Un accord potentiel entre les États-Unis et la Chine, échangeant des terres rares contre des machines de lithographie, pourrait bouleverser le rallye record de 25 jours du secteur des semi-conducteurs.
Un accord potentiel entre les États-Unis et la Chine, échangeant des terres rares contre des machines de lithographie, pourrait bouleverser le rallye record de 25 jours du secteur des semi-conducteurs.

Le rallye fulgurant des actions de semi-conducteurs fait face à deux tests géopolitiques majeurs cette semaine. Une note de Gavekal Research prévient que le sommet à venir entre le président américain Donald Trump et le président chinois Xi Jinping, les 14 et 15 mai, pourrait briser l'élan récent du secteur.
« Il va sans dire qu'un accord "terres rares contre machines de lithographie ASML" ouvrirait la voie à des prix de puces beaucoup plus bas à l'avenir », a écrit lundi Louis-Vincent Gave, PDG de Gavekal Research.
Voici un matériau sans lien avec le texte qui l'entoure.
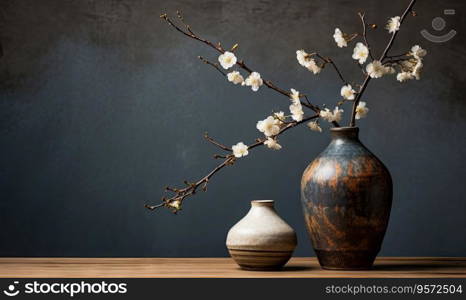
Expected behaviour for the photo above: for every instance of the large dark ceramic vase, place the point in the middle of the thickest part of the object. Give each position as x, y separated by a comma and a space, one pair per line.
346, 195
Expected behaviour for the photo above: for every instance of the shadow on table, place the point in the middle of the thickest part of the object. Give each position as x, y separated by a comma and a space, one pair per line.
417, 267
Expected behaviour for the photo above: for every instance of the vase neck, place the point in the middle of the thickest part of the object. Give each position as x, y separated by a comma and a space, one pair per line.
259, 203
345, 133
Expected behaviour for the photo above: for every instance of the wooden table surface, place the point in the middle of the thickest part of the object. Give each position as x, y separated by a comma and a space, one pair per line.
405, 267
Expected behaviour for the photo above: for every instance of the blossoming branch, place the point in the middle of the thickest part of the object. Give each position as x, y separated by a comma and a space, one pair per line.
406, 66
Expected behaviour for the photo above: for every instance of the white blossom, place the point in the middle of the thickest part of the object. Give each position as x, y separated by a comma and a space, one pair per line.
254, 80
296, 110
375, 69
418, 52
347, 92
339, 38
393, 24
360, 53
305, 60
314, 126
269, 126
404, 76
272, 144
389, 70
417, 69
235, 77
240, 150
330, 116
294, 96
361, 110
279, 116
302, 57
227, 59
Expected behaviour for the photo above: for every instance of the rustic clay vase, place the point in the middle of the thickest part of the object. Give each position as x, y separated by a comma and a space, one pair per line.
346, 194
261, 240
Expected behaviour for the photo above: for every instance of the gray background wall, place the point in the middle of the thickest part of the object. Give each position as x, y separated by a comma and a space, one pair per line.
102, 105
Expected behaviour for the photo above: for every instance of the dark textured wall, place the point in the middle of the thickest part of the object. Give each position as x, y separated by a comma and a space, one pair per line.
102, 105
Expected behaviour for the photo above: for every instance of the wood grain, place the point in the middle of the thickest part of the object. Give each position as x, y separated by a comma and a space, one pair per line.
297, 267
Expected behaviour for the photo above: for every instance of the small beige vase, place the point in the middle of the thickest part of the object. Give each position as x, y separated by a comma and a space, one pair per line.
261, 240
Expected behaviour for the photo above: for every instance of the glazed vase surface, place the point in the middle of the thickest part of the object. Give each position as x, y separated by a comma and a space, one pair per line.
346, 195
261, 240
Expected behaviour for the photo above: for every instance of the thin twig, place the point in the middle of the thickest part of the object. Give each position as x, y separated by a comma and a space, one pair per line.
328, 60
382, 57
240, 63
364, 33
221, 146
181, 194
216, 66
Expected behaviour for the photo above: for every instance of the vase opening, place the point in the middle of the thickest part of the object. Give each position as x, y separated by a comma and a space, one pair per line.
262, 203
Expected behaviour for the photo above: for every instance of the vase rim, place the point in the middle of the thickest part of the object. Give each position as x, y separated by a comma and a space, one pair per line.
262, 202
345, 129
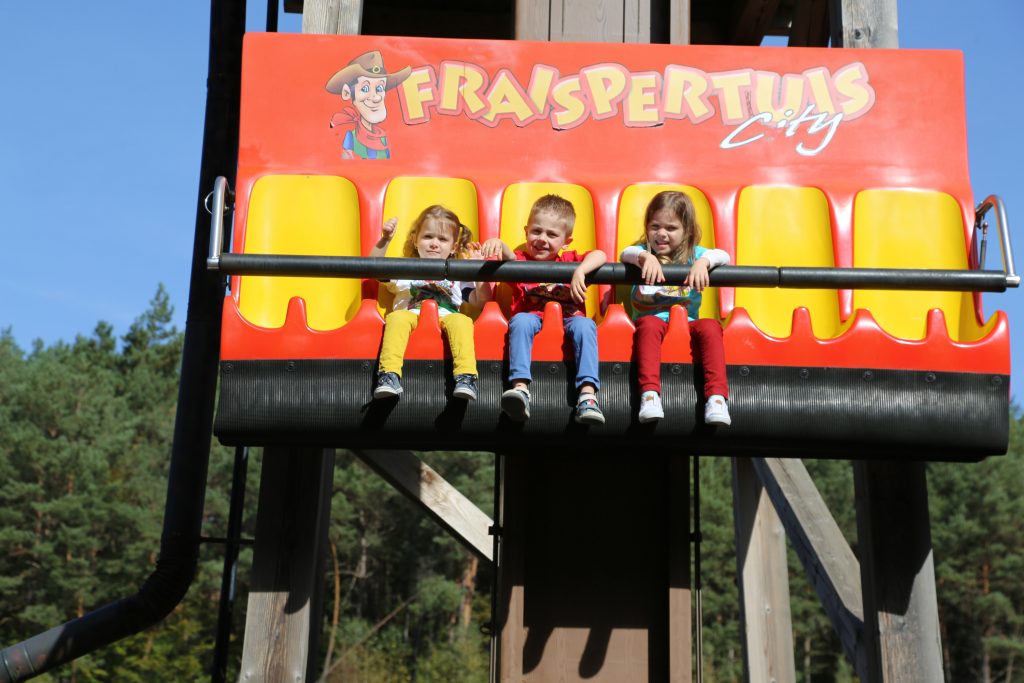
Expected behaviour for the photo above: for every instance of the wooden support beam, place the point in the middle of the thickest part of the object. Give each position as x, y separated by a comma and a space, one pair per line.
901, 616
532, 19
341, 17
764, 580
863, 24
442, 502
679, 22
830, 565
284, 613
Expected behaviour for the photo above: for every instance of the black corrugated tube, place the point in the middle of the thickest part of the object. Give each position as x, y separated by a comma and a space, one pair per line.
190, 452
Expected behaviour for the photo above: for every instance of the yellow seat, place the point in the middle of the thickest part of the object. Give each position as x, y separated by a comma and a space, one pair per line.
313, 215
516, 202
407, 197
902, 228
785, 226
632, 208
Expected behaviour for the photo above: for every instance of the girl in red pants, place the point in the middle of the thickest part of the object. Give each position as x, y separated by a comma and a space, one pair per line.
671, 236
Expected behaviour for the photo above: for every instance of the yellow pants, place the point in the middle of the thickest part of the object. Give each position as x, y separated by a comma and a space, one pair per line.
399, 325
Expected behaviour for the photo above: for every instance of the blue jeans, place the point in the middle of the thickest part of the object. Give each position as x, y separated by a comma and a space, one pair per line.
583, 331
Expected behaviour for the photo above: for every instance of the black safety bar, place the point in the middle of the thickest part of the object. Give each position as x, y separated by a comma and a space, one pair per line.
609, 273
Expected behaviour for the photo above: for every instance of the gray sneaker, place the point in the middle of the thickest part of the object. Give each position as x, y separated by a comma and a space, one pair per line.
717, 412
588, 411
465, 387
387, 385
515, 403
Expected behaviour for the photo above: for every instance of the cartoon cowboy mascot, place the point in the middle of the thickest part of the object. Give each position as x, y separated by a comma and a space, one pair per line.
365, 81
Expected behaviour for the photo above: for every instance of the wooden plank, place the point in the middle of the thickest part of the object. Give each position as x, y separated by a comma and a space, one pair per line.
584, 574
283, 616
341, 17
863, 23
509, 615
830, 565
901, 633
680, 599
764, 580
442, 502
680, 26
592, 20
532, 19
636, 20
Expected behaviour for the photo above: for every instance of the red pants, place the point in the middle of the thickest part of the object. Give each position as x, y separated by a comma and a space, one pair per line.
706, 345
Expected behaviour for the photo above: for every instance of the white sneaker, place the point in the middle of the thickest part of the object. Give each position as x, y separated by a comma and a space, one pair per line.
717, 412
650, 407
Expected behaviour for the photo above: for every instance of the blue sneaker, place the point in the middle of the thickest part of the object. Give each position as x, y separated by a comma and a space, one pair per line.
388, 385
465, 387
515, 403
588, 412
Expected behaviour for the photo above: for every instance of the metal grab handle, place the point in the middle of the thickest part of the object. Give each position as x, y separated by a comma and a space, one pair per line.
993, 202
219, 195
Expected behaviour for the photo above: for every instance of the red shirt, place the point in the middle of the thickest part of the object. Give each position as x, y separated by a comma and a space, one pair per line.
530, 297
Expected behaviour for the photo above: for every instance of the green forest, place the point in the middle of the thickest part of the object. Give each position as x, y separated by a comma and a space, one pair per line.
85, 432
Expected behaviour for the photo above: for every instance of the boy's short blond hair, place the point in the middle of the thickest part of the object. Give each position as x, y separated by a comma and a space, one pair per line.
557, 206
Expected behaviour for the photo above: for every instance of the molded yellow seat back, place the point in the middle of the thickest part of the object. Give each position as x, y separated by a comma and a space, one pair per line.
632, 208
901, 228
516, 202
406, 199
785, 226
314, 215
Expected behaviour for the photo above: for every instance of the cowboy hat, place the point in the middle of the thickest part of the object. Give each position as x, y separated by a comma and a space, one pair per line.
370, 65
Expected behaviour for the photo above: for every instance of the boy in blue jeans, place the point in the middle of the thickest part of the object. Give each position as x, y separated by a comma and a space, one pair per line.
548, 229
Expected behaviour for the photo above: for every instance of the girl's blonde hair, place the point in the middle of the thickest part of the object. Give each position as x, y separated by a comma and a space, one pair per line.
682, 207
460, 233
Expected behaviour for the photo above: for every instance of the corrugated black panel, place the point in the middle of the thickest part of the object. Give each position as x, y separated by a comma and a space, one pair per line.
776, 411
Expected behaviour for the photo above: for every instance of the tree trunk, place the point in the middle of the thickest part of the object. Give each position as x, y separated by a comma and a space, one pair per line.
469, 590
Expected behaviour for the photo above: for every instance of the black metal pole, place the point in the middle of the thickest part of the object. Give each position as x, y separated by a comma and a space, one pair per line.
698, 602
227, 578
193, 425
610, 273
271, 15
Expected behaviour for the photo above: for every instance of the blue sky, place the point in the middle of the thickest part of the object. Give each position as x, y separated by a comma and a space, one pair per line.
100, 133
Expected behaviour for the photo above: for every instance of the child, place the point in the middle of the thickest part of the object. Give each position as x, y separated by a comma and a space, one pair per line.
548, 229
436, 233
671, 236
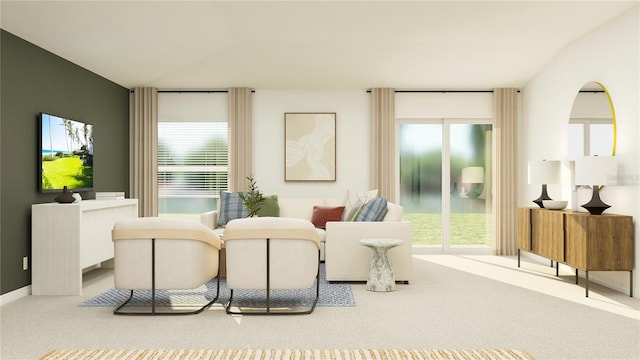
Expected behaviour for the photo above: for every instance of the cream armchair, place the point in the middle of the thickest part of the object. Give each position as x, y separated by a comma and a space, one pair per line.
163, 254
270, 253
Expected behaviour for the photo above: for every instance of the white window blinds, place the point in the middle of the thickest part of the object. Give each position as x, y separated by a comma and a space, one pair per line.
192, 145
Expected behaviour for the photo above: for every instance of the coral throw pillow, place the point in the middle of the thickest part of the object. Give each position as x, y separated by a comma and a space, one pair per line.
322, 214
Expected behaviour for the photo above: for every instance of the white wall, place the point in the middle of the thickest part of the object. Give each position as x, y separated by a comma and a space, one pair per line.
353, 134
608, 55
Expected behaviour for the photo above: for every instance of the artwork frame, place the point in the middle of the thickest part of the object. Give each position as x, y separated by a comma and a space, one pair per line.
310, 146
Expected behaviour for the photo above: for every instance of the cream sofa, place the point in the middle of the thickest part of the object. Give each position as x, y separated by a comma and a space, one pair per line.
345, 259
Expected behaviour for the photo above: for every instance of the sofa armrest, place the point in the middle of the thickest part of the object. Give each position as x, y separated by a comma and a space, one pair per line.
347, 260
210, 219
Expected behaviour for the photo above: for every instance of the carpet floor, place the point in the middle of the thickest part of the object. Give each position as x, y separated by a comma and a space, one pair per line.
290, 354
331, 295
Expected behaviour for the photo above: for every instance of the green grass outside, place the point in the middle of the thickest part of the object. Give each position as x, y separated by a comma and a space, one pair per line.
66, 171
466, 228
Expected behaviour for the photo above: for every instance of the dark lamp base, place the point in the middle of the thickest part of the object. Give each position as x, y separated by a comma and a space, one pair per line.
543, 196
595, 206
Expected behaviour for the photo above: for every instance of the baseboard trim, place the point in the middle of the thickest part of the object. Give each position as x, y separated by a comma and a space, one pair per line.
15, 295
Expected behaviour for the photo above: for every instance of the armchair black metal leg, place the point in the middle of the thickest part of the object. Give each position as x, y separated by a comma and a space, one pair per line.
268, 309
119, 311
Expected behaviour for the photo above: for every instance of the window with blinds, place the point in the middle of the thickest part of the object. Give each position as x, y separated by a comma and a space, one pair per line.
192, 159
192, 151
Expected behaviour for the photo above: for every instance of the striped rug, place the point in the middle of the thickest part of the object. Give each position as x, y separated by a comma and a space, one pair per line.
289, 354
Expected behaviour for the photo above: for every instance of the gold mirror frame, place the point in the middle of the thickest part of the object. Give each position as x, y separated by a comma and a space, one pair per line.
613, 119
586, 87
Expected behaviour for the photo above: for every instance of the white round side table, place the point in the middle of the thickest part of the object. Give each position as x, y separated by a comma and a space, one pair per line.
380, 272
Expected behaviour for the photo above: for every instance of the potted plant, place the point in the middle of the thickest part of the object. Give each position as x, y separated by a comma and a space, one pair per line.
252, 199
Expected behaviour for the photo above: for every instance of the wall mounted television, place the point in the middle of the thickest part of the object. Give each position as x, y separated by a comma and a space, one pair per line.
65, 156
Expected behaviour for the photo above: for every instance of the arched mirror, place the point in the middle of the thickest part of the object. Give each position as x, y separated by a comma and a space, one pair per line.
592, 124
592, 131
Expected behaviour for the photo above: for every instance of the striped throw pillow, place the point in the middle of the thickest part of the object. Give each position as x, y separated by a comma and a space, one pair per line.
374, 210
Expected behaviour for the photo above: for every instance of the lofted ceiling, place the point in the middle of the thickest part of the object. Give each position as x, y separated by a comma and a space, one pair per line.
309, 44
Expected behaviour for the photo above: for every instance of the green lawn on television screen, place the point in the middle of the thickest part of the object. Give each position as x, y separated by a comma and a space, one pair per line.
69, 171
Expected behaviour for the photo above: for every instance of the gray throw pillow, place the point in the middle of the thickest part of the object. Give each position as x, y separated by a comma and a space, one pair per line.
231, 207
374, 210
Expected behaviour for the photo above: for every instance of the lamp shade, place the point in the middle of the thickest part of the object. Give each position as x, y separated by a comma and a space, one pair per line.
596, 170
544, 172
472, 175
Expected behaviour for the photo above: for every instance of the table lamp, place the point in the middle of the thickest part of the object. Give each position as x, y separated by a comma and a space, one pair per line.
596, 171
473, 175
544, 172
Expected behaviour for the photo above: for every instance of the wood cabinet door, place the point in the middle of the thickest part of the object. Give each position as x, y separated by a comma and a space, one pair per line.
524, 229
600, 242
547, 233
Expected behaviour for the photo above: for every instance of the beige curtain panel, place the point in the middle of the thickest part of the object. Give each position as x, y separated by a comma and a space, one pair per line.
383, 142
145, 150
506, 137
240, 165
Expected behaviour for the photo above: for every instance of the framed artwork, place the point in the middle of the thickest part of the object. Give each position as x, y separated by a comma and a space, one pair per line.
310, 146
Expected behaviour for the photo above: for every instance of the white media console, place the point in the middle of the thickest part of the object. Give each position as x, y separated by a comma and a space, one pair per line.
67, 238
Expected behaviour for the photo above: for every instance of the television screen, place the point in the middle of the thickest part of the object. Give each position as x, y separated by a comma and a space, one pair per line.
66, 154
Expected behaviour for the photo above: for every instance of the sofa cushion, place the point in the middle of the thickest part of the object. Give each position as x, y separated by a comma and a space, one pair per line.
373, 210
394, 212
322, 214
231, 207
353, 202
269, 207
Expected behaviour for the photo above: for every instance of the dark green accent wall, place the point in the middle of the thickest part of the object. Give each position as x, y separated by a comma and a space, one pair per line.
34, 80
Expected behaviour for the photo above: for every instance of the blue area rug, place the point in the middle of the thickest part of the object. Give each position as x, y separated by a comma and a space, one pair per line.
331, 295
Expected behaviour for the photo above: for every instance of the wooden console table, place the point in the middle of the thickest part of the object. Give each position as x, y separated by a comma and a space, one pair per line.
580, 240
67, 238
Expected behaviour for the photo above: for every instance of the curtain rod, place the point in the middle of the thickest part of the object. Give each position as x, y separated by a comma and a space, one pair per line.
442, 91
194, 91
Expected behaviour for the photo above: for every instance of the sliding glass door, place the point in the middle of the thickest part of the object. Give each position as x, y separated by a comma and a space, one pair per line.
446, 184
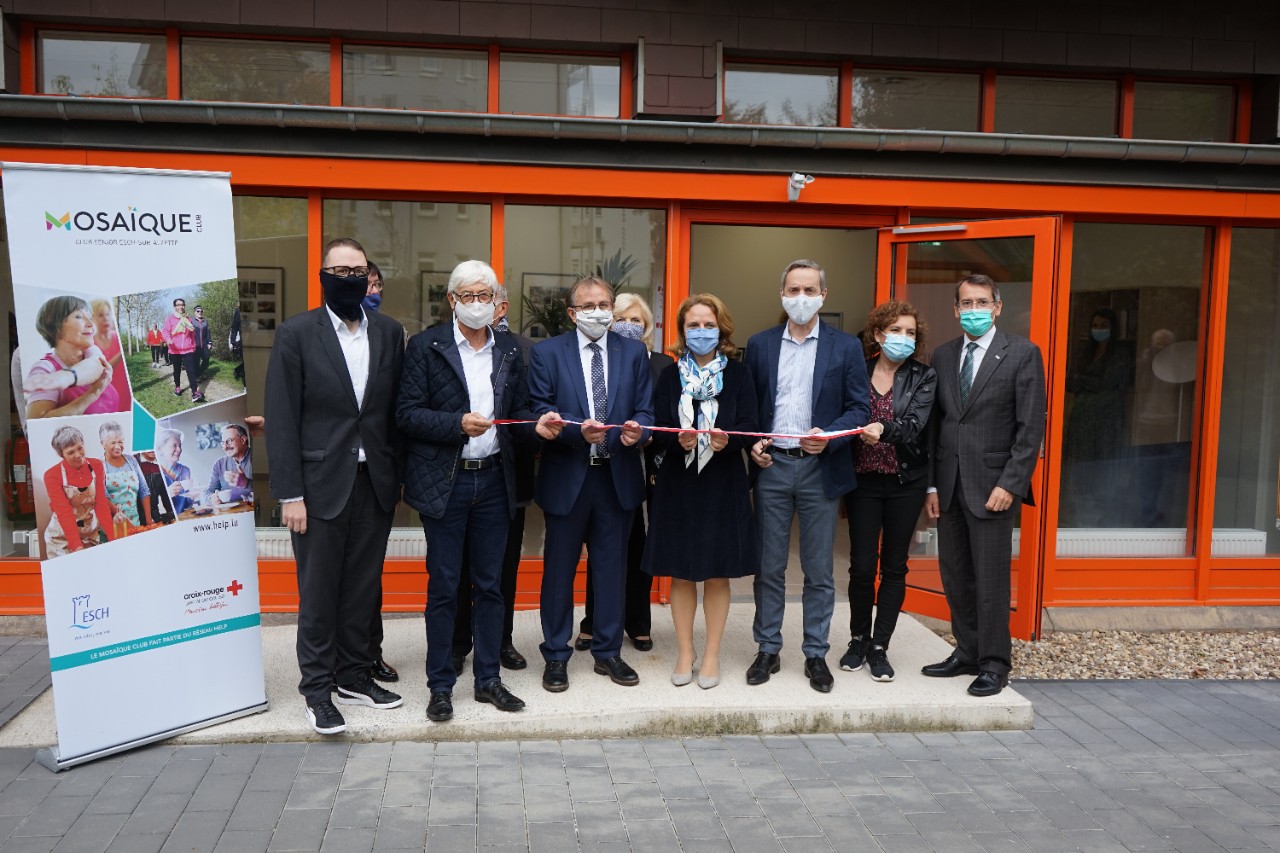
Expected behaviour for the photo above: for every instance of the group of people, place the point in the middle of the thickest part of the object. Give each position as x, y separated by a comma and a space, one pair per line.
455, 418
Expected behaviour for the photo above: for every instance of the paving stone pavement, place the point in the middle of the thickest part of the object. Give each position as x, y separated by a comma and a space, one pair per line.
1109, 766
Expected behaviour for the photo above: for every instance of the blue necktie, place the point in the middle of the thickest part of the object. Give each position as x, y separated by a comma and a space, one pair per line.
599, 393
967, 372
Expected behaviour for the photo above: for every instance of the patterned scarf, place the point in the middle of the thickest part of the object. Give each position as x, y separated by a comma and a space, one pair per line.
703, 384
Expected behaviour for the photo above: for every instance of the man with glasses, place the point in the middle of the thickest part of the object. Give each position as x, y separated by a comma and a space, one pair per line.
990, 409
590, 479
336, 461
460, 475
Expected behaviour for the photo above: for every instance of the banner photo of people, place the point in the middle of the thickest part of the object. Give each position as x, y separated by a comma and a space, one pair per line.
124, 291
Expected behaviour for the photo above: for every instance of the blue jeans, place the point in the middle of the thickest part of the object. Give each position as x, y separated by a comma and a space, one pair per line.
787, 488
476, 512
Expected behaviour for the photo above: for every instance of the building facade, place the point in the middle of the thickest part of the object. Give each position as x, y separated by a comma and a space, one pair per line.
1110, 164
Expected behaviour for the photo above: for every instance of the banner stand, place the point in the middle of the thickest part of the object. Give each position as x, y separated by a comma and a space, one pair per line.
50, 758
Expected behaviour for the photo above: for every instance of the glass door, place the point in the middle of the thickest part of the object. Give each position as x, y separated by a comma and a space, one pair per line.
922, 265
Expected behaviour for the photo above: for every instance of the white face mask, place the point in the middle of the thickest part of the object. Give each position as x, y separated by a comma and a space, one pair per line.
593, 323
801, 309
476, 315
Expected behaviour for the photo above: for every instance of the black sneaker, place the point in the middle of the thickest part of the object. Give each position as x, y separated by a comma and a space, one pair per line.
877, 660
854, 657
369, 693
325, 719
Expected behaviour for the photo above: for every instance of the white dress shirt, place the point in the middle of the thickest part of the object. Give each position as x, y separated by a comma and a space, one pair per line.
792, 404
478, 369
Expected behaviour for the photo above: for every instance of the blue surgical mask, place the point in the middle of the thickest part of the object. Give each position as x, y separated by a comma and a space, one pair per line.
897, 347
702, 341
630, 331
976, 322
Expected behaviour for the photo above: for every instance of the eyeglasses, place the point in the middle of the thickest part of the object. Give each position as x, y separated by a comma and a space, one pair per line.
343, 272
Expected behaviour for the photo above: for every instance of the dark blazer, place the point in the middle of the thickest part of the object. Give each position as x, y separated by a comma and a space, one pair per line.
434, 396
318, 425
556, 383
1002, 423
914, 387
841, 395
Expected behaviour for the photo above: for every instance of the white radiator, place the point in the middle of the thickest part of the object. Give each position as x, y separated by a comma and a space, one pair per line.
274, 543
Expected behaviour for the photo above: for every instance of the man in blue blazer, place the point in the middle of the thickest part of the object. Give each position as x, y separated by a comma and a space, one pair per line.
809, 378
590, 478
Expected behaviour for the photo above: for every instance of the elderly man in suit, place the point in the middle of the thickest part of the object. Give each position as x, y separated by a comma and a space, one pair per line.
461, 475
809, 378
592, 478
991, 424
336, 466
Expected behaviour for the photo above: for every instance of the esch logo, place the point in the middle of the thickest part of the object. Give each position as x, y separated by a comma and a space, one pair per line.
129, 220
83, 615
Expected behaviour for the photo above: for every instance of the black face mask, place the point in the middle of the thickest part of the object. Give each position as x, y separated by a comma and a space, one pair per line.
344, 295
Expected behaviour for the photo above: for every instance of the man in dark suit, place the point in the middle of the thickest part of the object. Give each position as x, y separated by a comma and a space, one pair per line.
460, 474
809, 378
590, 479
336, 466
991, 424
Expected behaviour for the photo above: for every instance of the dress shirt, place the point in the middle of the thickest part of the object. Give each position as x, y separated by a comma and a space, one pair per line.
792, 406
478, 369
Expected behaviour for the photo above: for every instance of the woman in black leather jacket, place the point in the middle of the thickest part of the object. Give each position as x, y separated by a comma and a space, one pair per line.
891, 463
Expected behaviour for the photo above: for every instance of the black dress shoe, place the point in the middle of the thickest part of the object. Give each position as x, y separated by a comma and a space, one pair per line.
556, 676
618, 671
497, 694
440, 707
988, 683
950, 667
511, 658
383, 671
762, 667
819, 676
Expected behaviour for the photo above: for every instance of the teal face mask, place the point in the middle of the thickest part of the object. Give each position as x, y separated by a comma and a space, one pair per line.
976, 322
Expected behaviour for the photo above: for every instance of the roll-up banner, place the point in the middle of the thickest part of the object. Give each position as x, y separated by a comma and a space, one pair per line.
127, 304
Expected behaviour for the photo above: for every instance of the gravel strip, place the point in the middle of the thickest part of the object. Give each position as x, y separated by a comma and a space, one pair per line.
1133, 655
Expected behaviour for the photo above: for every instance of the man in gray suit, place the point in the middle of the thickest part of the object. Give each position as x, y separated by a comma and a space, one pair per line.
336, 468
991, 424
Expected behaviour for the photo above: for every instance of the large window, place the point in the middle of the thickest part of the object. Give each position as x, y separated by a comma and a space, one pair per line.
251, 71
1247, 501
906, 100
540, 85
109, 64
1132, 389
415, 80
1055, 105
781, 95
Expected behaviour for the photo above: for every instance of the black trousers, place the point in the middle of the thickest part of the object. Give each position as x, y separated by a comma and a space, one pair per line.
462, 643
339, 566
974, 560
638, 589
882, 515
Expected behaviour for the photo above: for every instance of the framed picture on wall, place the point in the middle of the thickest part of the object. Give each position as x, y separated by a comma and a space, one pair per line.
261, 291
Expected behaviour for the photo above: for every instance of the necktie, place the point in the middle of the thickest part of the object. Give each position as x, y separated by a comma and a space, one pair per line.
967, 372
599, 393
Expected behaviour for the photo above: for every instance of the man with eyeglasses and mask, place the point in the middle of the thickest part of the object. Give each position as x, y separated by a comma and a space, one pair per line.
990, 410
336, 466
460, 475
590, 479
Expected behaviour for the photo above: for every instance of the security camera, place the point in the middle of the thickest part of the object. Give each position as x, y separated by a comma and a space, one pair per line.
795, 183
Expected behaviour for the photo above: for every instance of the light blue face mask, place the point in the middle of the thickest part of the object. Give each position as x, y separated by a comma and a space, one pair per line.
976, 322
702, 341
897, 347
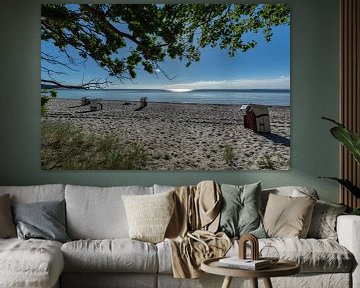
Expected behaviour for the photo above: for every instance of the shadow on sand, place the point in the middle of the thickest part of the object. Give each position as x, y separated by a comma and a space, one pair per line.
277, 139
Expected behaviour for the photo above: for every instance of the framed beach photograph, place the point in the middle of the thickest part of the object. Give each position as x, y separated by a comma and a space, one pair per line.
165, 87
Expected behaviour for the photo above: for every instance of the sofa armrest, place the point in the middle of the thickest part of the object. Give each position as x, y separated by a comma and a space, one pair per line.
348, 230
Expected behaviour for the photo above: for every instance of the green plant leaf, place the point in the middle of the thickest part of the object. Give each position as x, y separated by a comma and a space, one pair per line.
349, 139
347, 184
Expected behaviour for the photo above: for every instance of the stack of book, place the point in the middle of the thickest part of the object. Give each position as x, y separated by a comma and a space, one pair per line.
248, 264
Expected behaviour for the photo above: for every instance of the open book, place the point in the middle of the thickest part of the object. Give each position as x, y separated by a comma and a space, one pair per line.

L'indice PHLX Semiconductor a récemment enregistré son plus important rallye de 25 jours depuis la bulle Internet de 2000, porté par des noms liés à l'IA comme Intel (INTC) et Micron (MU). Ce rallye a toutefois été concentré, avec seulement 40 % des composants du S&P 500 ayant retrouvé leurs niveaux d'avant-guerre. Le sommet intervient également alors que les États-Unis sont aux prises avec des pressions inflationnistes dues aux conflits, tandis que la Chine cherche à consolider une reprise économique fragile.
L'enjeu est la rentabilité de l'ensemble de l'industrie des semi-conducteurs. Si la Chine obtient l'accès aux outils de lithographie haut de gamme de la firme néerlandaise ASML — interdite depuis longtemps de vendre ses machines les plus avancées à Pékin — cela pourrait augmenter considérablement l'offre mondiale de puces, érodant le pouvoir de fixation des prix des acteurs historiques comme Taiwan Semiconductor Manufacturing Co. (TSMC) et Samsung Electronics.
Le cœur du problème, selon Gave, est un compromis potentiel où Trump chercherait à reconstituer le stock américain de terres rares, dont la Chine est le producteur dominant, en échange de l'autorisation pour la Chine d'acheter les machines de lithographie par ultraviolets extrêmes (EUV) d'ASML. Un tel accord donnerait un élan massif à l'objectif d'autosuffisance de la Chine en matière de semi-conducteurs.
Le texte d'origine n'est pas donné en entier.